Put proxies, caches or even application servers on them as well, even a single 10Gbit interface may be a total waste.
I had to resort to an i7-7700T which seems a bit quicker than the D-2123IT at only 35Watts TDP (and much cheaper) to sustain 500Mbit/s download bandwidth with the best gratis Suricata rule set. Judging by CPU load observations it will just about manage the Gbit loads its ports can handle, pretty sure that 2.5/5/10 Gbit will just throttle on inspection load, like the J1900 did at 200Mbit/s.
I use a D-1541 as an additional compute node in an oVirt 3 node HCI gluster with 3x 2.5Gbit J5005 storage nodes. I can probably go to 6x 2.5Gbit before its 10Gbit NIC becomes a bottleneck.
The D-1541’s benefit there is lots of RAM and cores, while it’s practically silent with 45 Watts TDP and none of the applications on it require vast amounts of CPU power.
I am waiting for an 8-core AMD 4000 Pro 35 Watt TDP APU to come as Mini-ITX capable of handling 64 or 128GB of ECC-RAM to replace the Xeon D-1541 and bring the price for such a mini server below that of a laptop with the same ingredients.
newyork10023 - Wednesday, July 29, 2020 - link
With an HBA (were it possible, hence my question), the 10Gbps serves a possible use (storage). Pushing and inspection exceeds x86 limits now. See TNSR for real x86 limits (wighout inspection).abufrejoval - Wednesday, July 29, 2020 - link
That would seem apply to the chassis, not to the mainboard or SoC.There is nothing to prevent it from working per se.

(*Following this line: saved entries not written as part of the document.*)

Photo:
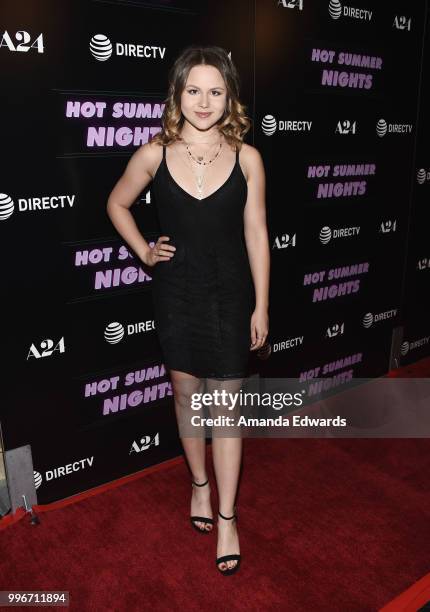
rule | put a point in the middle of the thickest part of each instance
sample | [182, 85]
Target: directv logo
[422, 177]
[382, 127]
[115, 332]
[101, 49]
[269, 125]
[369, 318]
[404, 349]
[6, 206]
[336, 10]
[325, 235]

I am pretty sure you can add a 16-port SAS HBA or even NVMeOF card and plenty of external storage, if thermals and power fit. A Mellanox 100Gbit card should be fine electrically, logically etc, even if there is nothing behind to sustain that throughput.
I've had an Nvidia GTX1070 GPU in the SuperMicro Mini-ITX D-1541 for a while, no problem at all, functionally, even if games still seem to prefer Hertz over cores. Actually GPU accellerated machine learning inference was the original use case of that box.
newyork10023 - Wednesday, July 29, 2020 - link
As pointed out, the D2123IT has no QAT, so a QAT accelerator would take up an available PCIe slot. It could push 10G packets then, but not save them or think (AI) on them.